Even if you have a parallel algorithm, implementing it isn't trivial. To use CUDA or OpenCL you have to have not only a good understanding of general parallel programming but also a good understanding of the architecture of the GPU hardware. These languages are not user friendly. They really put the burden on the programmer. On the other hand this does mean they can be very powerful in the right hands.
Now lets say your application meets these criteria and you implemented it in CUDA and got a 10x speedup. No one with an ATI card can run it.

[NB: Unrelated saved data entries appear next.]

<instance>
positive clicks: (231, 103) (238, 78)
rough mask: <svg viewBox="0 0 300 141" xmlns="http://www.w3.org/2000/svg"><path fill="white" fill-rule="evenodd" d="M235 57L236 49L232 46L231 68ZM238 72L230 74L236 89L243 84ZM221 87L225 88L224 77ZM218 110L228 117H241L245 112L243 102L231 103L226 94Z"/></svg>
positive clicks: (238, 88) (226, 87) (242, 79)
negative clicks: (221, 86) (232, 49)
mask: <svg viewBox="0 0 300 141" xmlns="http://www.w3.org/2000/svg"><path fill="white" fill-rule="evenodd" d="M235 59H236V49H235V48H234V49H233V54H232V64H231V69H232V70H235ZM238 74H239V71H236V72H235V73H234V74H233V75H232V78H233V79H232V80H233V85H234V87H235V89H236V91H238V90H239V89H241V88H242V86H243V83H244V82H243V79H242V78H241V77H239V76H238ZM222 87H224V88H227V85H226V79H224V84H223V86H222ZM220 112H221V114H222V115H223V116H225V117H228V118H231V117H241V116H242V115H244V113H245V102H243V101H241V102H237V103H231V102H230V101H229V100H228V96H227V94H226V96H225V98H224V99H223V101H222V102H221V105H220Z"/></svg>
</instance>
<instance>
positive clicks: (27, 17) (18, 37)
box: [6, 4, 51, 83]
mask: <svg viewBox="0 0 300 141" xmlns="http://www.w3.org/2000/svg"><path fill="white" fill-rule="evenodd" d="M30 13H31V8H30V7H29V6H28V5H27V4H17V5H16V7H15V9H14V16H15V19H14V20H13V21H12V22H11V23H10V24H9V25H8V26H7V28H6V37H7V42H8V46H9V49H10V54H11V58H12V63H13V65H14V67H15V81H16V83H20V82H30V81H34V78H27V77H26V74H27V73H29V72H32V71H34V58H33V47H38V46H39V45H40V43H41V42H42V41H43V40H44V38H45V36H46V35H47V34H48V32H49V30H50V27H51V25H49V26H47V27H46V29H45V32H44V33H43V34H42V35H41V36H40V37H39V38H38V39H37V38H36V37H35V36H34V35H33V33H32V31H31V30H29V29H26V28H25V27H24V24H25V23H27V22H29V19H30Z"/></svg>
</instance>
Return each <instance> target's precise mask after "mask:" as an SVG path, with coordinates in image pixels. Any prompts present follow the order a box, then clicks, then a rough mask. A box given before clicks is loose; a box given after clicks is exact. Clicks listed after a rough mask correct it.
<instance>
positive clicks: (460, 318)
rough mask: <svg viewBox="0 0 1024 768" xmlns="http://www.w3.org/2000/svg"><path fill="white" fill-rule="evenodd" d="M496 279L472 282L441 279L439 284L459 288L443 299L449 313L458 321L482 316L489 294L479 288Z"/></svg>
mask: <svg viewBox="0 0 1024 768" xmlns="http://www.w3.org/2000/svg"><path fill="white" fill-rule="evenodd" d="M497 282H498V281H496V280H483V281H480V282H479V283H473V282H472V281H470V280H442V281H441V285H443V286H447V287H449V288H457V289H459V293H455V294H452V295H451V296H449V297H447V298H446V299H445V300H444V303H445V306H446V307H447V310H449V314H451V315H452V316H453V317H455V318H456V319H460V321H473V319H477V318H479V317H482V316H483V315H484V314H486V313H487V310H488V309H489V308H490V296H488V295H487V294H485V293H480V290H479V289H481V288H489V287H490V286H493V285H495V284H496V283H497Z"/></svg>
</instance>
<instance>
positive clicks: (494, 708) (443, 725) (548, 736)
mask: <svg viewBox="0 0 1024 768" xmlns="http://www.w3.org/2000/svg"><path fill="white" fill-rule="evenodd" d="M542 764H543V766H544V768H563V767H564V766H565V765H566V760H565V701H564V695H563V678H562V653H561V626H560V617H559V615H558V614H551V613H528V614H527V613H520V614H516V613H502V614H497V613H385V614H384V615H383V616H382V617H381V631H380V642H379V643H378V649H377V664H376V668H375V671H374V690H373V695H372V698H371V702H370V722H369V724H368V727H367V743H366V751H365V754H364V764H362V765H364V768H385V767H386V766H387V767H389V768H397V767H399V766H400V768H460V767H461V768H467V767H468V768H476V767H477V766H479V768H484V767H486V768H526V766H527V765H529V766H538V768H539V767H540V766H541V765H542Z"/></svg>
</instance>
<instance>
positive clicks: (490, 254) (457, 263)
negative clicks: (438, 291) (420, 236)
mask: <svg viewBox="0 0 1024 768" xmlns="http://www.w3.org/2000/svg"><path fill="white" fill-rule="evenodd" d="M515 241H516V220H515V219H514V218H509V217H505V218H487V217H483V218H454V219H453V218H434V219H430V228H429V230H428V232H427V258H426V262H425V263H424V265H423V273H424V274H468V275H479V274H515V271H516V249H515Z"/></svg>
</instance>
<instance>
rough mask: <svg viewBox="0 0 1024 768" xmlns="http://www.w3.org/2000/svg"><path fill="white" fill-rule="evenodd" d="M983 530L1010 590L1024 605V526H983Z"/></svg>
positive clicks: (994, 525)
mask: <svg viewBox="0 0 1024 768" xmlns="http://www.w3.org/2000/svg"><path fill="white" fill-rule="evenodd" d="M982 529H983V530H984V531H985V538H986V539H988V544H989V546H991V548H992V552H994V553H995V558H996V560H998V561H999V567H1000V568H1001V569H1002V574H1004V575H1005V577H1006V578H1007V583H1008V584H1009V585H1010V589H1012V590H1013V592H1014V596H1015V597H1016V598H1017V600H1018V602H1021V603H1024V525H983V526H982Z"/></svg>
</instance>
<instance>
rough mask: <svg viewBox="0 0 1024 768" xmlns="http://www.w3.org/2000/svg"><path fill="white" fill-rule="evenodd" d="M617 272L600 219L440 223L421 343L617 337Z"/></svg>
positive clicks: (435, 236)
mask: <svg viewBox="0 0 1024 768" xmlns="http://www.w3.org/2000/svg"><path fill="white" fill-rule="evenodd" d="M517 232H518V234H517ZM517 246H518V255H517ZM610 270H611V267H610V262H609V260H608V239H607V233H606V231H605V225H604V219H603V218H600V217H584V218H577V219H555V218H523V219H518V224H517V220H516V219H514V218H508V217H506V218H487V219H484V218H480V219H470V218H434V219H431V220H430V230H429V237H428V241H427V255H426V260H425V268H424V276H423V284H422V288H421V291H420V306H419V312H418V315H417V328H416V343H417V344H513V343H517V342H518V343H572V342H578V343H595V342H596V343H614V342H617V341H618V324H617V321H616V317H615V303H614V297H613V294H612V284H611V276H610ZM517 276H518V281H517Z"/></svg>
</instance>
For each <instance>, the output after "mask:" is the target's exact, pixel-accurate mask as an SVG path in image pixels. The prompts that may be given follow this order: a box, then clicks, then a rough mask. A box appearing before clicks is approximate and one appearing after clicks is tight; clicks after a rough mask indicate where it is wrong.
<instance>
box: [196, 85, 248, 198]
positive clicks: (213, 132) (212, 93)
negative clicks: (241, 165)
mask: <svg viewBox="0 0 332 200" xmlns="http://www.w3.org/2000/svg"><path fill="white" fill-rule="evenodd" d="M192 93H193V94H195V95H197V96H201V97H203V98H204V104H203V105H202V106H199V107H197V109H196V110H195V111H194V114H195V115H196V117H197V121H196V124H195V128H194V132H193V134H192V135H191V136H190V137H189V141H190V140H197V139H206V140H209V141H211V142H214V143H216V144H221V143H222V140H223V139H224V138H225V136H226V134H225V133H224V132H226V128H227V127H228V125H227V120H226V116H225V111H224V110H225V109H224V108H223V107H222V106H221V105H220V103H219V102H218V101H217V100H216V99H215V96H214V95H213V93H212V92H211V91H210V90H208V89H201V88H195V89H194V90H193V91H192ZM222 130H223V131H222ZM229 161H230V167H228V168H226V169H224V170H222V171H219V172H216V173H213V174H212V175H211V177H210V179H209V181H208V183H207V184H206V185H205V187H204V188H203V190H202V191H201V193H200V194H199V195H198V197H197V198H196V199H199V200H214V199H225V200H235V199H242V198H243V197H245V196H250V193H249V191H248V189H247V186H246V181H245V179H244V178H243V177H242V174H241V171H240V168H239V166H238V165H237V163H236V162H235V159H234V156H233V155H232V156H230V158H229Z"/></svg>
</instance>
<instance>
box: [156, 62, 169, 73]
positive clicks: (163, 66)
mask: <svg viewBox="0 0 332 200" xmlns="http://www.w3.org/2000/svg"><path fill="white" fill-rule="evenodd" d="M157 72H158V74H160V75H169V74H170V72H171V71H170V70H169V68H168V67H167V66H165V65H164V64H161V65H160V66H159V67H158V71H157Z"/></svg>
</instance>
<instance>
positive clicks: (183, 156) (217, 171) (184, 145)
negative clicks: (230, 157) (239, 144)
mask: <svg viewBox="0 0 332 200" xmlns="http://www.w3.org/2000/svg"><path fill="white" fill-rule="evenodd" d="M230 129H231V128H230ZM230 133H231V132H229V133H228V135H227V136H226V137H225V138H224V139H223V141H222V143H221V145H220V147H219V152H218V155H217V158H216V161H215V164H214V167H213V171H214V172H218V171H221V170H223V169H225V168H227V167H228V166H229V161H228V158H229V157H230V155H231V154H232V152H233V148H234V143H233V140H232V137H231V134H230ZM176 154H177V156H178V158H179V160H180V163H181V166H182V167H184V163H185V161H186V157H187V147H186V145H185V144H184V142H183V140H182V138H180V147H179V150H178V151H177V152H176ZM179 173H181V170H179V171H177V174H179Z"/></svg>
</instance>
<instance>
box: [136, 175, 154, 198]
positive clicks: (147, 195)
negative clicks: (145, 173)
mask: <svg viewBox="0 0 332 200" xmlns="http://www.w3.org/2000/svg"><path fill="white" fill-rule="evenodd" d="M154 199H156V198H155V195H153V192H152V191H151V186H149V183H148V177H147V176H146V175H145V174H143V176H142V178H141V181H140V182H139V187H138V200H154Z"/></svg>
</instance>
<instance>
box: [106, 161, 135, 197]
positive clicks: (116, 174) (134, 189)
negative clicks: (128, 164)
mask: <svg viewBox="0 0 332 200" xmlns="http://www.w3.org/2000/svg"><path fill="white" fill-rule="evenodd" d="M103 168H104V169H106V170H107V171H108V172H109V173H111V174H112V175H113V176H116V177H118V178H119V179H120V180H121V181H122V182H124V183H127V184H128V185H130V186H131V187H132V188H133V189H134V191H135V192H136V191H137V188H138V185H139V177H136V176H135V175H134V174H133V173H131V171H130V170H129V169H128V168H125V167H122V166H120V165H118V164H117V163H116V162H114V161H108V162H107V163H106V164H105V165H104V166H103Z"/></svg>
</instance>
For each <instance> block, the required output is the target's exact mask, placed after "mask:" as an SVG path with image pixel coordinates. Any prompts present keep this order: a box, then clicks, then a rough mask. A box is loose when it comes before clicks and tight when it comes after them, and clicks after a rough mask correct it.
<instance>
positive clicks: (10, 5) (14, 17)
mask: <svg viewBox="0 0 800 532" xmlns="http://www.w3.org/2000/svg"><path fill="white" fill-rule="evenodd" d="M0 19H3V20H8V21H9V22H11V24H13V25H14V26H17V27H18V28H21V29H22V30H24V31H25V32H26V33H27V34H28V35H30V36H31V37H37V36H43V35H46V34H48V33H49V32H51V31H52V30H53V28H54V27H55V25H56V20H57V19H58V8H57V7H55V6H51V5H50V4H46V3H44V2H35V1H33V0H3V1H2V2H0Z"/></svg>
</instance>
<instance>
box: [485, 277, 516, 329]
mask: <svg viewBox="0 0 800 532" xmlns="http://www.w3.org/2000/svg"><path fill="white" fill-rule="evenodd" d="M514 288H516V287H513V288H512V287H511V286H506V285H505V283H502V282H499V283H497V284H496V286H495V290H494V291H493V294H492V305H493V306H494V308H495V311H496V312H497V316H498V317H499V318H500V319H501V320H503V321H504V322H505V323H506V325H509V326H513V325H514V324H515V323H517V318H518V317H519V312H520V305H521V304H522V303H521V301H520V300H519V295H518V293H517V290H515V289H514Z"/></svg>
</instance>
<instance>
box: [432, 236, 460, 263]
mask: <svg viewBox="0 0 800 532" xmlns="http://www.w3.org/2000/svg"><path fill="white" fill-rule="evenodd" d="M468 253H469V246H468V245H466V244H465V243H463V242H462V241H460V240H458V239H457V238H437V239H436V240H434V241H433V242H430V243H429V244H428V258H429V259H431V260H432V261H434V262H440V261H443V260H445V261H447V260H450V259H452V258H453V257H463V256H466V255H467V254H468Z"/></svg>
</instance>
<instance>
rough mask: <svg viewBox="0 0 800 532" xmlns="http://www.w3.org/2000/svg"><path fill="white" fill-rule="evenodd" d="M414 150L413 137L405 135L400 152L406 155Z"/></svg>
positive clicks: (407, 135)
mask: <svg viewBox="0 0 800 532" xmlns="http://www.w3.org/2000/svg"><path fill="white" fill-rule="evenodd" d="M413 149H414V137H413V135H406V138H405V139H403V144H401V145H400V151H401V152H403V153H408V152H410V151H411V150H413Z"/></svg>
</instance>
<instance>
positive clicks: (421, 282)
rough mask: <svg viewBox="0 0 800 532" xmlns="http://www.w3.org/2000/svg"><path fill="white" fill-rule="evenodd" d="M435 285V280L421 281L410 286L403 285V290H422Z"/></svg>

Sure you could implement it in OpenCL instead to be cross platform but OpenCL seems to still be in it's infancy and not as mature as CUDA.
I'm not trying to say GPGPU computing has no future, just that it has a long way to go. Parallel Programming has actually had quite the revival lately and I'm truly interested to see where it goes. Some type of parallel compiler that relieves the programmer of having to deal with all the headaches associated with parallel programming would be ground breaking and have awesome implications. Some people claim this isn't possible. If this topic interests you I would recommend looking into reconfigurable computing. Theres some real interesting stuff going on in that area and it supports a much wider range of algorithms than GPGPU currently does.
Not sure how they are defining efficient in this experiement. I'd like to see how many clock cycles it took to sort each problem, maybe how much memory the radix sort is using too.
Has anyone really been far even as decided to use even go want to do look more like?
[ST8Z6FR57ABE6A8RE9UF]
CS people get way too caught up in Big O forgetting that, as you note, it is the theory describing the upper bound on time, not actual practice AND is only relevant for one factor, n. A great example is ray tracing. CS people love ray tracing because most create a ray tracer as part of their studies. They love to talk on about how it is great for rendering because "It is O(log n)!" They love to hype it over rasteraztion like current GPUs do. However there's two really important things they forget:
1) What is n? In the case, polygons. It scales with the log of the number of polygons you have. This is why ray tracer demos love showing off spheres made of millions of polygons and so on. It is cheap to do. However turns out polygons aren't the only thing that matters for graphics. Pixels also matter and ray tracing is O(n) with relation to pixels and it gets worse for anti aliasing. For FSAA you cast multiple rays per pixel. That means that 4x FSAA has 4x the computation requirements. Turns out rasterization scales much better with regards to resolution, and AA. In fact these days 4x FSAA is often O(1) in actual implementation in that it doesn't hit frame rate to turn it on. That is also why ray tracing demos are low resolution, because THAT'S the hard part.
2) Real hardware limits. In the case of ray tracing, it is memory access. While those polygons scale in a perfectly logarithmic fashion in theory, real system RAM isn't so forgiving. As you start to have more and more you run in to RAM bandwidth limits and things slow down. All the memory access required becomes a limit that wasn't on paper. You can cry all you like that it wasn't a problem in theory, on actual hardware you run in to other limits.
People need to better understand that it is a theoretical tool for comparing speed factors algorithms. That is useful, but you have to then consider the reality of the situation. CS people also need to understand for users, there is only one benchmark that matters: The clock on the wall. Whatever is faster is better. Doesn't matter what the theory says, if the hardware can do X faster than Y, then X is better according to users.
While an interesting idea, many algorithms behave unpredictably on multiple processors (depending on how much communication would be required). Some will even be slower!
The affect that extra CPUs will have is too dependent on the hardware implementation to be able to formalize like this.